Timing of Recordation and Document Remediation: An updated title and tax search, as well as a review to confirm that the mortgage and subsequent assignments were recorded in the relevant local jurisdiction, was also performed. The review confirmed that all mortgages and subsequent assignments were either recorded in the relevant local jurisdiction or were currently in the process of being recorded.

While the expected timelines for recordation and remediation are viewed by Fitch as reasonable, the obligation of CVI CVF II Lux Master S.a.r.l. to repurchase loans, for which assignments are not recorded and endorsements are not completed by the payment date in January 2017, aligns the issuer's interests regarding completing the recordation process with those of noteholders. While there will not be an asset manager in this transaction, the indenture trustee will be reviewing the custodian reports. The indenture trustee will request CVI CVF II Lux Master S.a.r.l. to purchase any loans with outstanding assignment and endorsement issues two days prior to the January 2017 payment date.

PD Adjustment for Clean Current Loans: Fitch's analysis of the performance of loans re-performing for greater than 24 months found that, for these loans, its loan loss model projected probability of defaults (PDs) that were more punitive than indicated by Fitch's roll rate projections.
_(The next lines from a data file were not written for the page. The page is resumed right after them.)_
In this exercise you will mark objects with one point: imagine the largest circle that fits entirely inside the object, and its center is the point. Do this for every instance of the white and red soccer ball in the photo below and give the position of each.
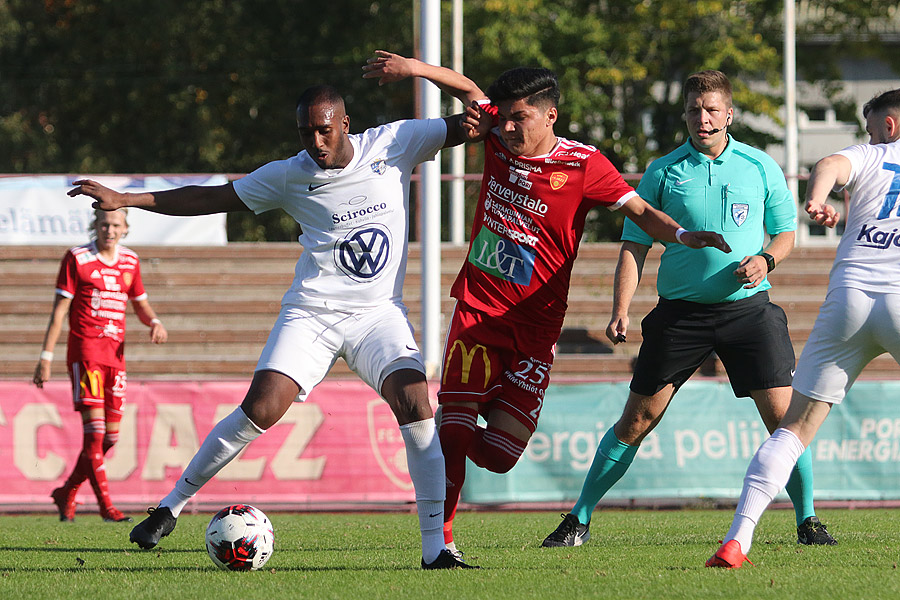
(240, 538)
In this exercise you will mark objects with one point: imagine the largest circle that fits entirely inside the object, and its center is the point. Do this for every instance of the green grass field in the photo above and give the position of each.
(632, 554)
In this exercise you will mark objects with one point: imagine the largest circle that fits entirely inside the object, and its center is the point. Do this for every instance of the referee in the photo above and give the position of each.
(709, 302)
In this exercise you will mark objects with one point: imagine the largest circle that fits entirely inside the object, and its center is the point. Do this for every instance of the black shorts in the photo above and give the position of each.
(750, 336)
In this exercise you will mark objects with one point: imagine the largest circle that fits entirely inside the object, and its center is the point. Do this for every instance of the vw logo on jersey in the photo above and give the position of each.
(363, 253)
(739, 212)
(378, 166)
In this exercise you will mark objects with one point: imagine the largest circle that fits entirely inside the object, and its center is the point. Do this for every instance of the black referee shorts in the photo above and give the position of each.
(750, 336)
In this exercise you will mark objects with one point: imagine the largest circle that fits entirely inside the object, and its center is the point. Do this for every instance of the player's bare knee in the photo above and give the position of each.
(406, 392)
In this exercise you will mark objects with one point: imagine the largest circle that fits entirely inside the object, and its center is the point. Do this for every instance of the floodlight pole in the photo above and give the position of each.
(430, 209)
(457, 153)
(791, 133)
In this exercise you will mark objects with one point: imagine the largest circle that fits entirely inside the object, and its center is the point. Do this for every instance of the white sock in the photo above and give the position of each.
(426, 468)
(224, 442)
(767, 474)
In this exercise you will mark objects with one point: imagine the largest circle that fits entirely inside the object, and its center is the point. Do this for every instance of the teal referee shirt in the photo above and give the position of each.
(742, 194)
To account for this, Fitch reduced the lifetime default expectations by approximately 13.4% for the loans that have a clean payment history for at least the past 24 months.

Deferred Amounts: Non-interest-bearing principal forbearance amounts totaling $11.33 million [4.2% of the unpaid principal balance (UPB])] are outstanding on 210 loans. Fitch included the deferred amounts when calculating the borrower's LTV and sLTV, despite the lower payment and amounts not being owed during the term of the loan. The inclusion resulted in higher PDs and LS than if there were no deferrals. Fitch believes that borrower default behavior will resemble that of the higher LTVs, including the deferred balances, as exit strategies (i.e. sale or refinancing) will be limited relative to those borrowers with more equity in the property.

RATING SENSITIVITIES

Fitch's analysis incorporates sensitivity analyses to demonstrate how the ratings would react to steeper market value declines (MVDs) than assumed at both the metropolitan statistical area (MSA) and national levels. The implied rating sensitivities are only an indication of some of the potential outcomes and do not consider other risk factors that the transaction may become exposed to or be considered in the surveillance of the transaction.
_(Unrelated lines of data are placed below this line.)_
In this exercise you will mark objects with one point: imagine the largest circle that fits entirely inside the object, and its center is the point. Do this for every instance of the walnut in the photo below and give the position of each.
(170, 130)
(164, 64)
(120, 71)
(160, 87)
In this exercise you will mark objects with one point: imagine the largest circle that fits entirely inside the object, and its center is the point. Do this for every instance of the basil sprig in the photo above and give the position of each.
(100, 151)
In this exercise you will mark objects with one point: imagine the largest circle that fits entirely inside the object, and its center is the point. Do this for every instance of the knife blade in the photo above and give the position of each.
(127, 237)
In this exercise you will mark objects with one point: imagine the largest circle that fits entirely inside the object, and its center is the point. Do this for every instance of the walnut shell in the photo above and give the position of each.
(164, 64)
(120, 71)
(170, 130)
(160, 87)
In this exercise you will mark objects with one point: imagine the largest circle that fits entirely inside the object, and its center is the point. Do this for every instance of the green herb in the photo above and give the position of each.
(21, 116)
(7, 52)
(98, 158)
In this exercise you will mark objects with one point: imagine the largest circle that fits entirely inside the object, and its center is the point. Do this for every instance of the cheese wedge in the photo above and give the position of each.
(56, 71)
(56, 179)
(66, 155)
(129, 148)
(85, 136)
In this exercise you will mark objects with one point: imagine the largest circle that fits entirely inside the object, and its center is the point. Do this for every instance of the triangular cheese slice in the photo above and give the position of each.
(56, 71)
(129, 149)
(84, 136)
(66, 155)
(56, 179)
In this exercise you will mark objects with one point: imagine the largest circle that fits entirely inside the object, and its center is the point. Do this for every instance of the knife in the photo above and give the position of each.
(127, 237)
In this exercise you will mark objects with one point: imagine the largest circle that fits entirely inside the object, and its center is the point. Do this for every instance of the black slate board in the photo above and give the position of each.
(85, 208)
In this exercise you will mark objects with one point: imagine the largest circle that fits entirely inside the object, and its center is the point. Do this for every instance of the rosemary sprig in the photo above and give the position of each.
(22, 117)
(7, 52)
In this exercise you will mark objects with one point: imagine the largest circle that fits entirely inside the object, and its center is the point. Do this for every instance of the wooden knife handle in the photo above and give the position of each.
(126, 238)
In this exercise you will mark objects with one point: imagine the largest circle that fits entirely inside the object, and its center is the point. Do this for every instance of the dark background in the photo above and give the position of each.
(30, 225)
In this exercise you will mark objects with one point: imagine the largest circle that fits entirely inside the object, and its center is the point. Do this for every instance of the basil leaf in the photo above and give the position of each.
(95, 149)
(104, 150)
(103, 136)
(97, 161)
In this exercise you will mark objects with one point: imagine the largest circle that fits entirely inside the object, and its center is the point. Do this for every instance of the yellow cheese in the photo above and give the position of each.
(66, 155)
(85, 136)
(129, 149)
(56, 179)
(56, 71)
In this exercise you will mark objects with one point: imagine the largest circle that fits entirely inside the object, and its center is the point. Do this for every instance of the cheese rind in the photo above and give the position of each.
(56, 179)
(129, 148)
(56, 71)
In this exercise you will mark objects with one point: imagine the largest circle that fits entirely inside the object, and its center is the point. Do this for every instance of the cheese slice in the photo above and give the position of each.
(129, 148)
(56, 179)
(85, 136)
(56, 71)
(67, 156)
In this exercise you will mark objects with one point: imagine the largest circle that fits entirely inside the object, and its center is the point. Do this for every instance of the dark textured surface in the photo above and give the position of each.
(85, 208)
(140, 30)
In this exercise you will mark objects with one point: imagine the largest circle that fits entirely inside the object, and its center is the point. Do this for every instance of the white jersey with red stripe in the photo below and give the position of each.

Fitch conducted sensitivity analysis determining how the ratings would react to steeper MVDs at the national level. The analysis assumes MVDs of 10%, 20%, and 30%, in addition to the model-projected 7.6%. The analysis indicates there is some potential rating migration with higher MVDs, compared with the model projection.

Fitch also conducted sensitivities to determine the stresses to MVDs that would reduce a rating by one full category, to non-investment grade, and to 'CCCsf'.

DUE DILIGENCE USAGE

Fitch was provided with due diligence information from JCIII & Associates (JCIII) and Meridian Asset Services (Meridian). The due diligence focused on regulatory compliance, pay history, the presence of key documents in the loan file and data integrity. In addition, Meridian was retained to perform an updated title and tax search, as well as a review to confirm that the mortgage and subsequent assignments were recorded in the relevant local jurisdictions.

Form 15E has been received from JCIII and Meridian in regards to the work performed for this transaction.

Fitch considered this information in its analysis and, based on the findings, Fitch made minor adjustments to its analysis. 70 loans were found to have an exception due to missing modification documents or a missing signature on modification documents. For these loans, timelines were extended by an additional three months.